Propensity for wounding

His second trial, in October 2001, heard evidence what was contrary to the Court of Appeal decision, about Beggs’ propensity for wounding other men. This time, however, it was not considered prejudicial and he was found guilty and sentenced (again) to life imprisonment. In the last twenty years Beggs has launched one appeal after another, but it looks like he has little chance of a second release.

The jury in the second trial concluded that the Beggs had lured his victims back to his home. A question that needs to be asked is how the Court of Appeal came to the decision to free a murderer after the first conviction. Was it the case that Beggs was able to influence members of the Establishment to his own advantage? No review has been carried out into the Appeal and the fact that another gay man was killed as a result of his release.

Justice for working people

The Establishment cannot be trusted to ensure justice for working people, even in regards to criminal justice. In the last thirty years working class youth have been caught up in a catch-all charge of “Joint Enterprise” which can apply to all crimes, but in recent times has been used as a highly effective way of prosecution in cases involving groups of young men. The joint enterprise rule allows the prosecution of members of a group, for murder for example, even if it cannot be proved which member of a group actually inflicted the fatal blow. It is highly controversial because it lowers the burden of proof for the prosecution and allows some who might be physically remote from a crime, or not even players at all, to be swept up in a prosecution and convicted on the basis that they were all “in it together”.

It is nearly impossible in the courts to provide a defence to a charge that the defendants “could” have foreseen violent acts by their associates: it means that by being in the same location you are guilty.  

This is the kind of justice that working-class youngsters have to face. But in contrast, consider the Oxford University Bullingdon Club, a posh-boys’ club exclusively reserved for the sons of the very rich – Tory MPs, Boris Johnson, David Cameron and George Osborne were all members (picture above). Would they face the same justice as working-class youth?  

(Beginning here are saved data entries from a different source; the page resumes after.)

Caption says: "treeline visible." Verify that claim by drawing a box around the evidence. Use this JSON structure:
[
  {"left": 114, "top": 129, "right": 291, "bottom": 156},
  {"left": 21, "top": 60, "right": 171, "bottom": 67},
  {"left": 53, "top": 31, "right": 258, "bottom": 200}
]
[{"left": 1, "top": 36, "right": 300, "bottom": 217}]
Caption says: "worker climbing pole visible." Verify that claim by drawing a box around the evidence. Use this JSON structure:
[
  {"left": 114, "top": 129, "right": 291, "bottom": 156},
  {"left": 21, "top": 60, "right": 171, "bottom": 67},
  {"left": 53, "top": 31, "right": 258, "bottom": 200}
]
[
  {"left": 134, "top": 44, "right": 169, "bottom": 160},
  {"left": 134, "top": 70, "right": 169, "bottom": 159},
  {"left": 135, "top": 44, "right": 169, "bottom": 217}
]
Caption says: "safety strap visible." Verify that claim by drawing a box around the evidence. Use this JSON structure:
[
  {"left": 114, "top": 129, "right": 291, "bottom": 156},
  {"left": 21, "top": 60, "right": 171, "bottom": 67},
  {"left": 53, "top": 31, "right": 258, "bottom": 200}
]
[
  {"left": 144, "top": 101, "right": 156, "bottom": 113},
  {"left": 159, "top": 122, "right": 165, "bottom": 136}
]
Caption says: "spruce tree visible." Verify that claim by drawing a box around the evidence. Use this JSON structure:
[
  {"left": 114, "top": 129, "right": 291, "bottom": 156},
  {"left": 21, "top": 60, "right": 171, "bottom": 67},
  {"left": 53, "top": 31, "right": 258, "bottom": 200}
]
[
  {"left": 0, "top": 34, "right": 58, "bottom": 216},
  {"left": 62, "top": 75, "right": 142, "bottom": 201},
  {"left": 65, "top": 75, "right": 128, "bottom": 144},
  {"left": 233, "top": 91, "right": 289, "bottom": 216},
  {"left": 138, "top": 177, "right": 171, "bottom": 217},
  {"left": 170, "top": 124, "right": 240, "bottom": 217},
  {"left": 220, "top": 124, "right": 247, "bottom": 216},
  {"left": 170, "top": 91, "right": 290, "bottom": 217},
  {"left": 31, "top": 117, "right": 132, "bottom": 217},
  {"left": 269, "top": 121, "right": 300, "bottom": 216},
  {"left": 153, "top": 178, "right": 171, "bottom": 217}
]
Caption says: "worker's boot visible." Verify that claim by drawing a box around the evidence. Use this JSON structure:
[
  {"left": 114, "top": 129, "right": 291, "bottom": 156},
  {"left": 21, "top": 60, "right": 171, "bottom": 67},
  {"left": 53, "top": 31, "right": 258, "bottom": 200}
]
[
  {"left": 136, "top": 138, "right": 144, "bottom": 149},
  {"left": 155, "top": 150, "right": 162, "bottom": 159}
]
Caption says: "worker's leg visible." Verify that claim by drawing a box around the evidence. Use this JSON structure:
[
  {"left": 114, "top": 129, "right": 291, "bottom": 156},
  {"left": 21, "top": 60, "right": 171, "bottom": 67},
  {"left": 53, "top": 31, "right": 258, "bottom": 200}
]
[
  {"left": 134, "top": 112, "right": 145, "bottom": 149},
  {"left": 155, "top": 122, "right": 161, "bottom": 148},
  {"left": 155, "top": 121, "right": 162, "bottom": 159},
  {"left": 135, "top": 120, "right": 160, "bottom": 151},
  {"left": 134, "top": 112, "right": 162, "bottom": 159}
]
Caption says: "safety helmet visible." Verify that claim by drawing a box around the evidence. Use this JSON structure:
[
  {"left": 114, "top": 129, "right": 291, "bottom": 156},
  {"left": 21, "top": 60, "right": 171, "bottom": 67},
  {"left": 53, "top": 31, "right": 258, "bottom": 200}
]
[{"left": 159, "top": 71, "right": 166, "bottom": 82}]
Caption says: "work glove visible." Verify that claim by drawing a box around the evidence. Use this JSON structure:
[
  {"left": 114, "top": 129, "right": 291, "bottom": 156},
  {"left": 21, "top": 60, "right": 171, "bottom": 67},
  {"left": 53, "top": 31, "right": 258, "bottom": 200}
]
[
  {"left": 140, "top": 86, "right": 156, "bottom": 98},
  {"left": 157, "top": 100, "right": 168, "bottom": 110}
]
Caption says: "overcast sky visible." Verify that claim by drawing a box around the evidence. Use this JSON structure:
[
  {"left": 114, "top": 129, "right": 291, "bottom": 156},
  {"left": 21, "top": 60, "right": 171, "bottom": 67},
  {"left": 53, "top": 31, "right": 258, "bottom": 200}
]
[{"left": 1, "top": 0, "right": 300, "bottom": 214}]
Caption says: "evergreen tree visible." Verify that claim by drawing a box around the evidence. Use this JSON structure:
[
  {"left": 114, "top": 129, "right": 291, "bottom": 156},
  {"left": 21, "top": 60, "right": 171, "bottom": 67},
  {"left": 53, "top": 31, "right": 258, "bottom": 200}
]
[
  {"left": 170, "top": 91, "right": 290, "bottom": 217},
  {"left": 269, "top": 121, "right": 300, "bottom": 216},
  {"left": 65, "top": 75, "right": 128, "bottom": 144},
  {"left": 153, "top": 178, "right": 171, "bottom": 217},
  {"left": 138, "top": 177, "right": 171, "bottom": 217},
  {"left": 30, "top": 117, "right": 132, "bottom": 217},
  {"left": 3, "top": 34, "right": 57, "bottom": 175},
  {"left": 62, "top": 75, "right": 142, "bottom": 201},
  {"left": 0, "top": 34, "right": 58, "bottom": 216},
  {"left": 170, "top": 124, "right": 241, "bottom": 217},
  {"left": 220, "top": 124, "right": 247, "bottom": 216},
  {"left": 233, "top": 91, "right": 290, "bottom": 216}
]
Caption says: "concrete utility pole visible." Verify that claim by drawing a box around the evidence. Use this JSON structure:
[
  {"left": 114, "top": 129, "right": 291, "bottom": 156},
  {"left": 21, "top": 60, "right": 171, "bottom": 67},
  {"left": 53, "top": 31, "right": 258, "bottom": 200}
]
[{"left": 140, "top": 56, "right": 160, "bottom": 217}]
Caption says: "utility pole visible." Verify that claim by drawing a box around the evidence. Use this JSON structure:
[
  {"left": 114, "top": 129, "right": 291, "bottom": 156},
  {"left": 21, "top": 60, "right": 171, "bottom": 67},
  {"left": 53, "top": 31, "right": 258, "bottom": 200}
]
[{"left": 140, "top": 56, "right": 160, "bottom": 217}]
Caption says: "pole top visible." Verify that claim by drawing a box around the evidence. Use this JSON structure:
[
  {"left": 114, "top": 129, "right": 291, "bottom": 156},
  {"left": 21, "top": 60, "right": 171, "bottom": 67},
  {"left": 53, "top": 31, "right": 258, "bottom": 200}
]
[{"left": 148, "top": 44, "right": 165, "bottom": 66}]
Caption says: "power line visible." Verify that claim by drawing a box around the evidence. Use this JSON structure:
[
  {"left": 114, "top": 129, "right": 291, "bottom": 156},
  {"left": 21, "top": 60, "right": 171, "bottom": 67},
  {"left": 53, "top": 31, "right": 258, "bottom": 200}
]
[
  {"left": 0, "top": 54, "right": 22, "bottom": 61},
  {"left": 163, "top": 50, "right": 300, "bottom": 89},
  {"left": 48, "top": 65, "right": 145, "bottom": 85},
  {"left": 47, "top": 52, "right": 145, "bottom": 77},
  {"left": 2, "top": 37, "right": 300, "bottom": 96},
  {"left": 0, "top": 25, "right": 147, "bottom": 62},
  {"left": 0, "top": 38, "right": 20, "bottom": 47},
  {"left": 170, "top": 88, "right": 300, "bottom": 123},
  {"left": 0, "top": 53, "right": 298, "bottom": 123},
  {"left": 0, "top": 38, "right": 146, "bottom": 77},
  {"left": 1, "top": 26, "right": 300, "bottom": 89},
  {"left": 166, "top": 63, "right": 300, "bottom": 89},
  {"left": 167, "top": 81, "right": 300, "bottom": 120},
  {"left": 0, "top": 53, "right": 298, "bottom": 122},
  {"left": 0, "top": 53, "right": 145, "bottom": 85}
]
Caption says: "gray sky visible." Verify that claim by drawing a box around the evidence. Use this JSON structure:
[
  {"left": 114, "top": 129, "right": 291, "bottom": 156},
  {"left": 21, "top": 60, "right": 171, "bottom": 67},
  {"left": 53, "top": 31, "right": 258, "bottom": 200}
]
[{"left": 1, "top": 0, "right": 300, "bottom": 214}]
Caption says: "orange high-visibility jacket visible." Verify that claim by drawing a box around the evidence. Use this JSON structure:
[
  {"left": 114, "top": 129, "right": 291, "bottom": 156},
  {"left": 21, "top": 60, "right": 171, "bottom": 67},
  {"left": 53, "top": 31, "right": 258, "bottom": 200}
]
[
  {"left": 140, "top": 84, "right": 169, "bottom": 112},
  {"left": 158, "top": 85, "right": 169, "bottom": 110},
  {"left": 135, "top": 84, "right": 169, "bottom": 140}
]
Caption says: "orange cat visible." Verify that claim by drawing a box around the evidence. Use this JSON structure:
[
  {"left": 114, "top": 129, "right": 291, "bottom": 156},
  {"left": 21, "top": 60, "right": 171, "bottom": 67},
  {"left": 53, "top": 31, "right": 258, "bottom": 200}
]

Well, in December 2004, a group of these Bullingdon toffs went on a drunken rampage, wrecking the White Hart pub in Fyfield, near Oxford, intimidating waiting staff. Waitress Nicola Rees, speaking to the BBC, said: “They were acting out some kind of ritual. It was not through excess drinking, it was planned. They were not really drunk or throwing up. They had not come here to eat, they had come to trash the place. Apparently, it’s been going on for years. It’s some kind of tradition.” 

Yet out of these fourteen posh hooligans, only four were arrested and fined just £80, pocket money for them. This was a planned as a ‘joint enterprise’ but there was no prosecution of these rich toffs.

Privilege is a product of a class system and in the criminal justice system reflects that privilege. What is required is for criminal justice to reflect society and not be the product of ruling class.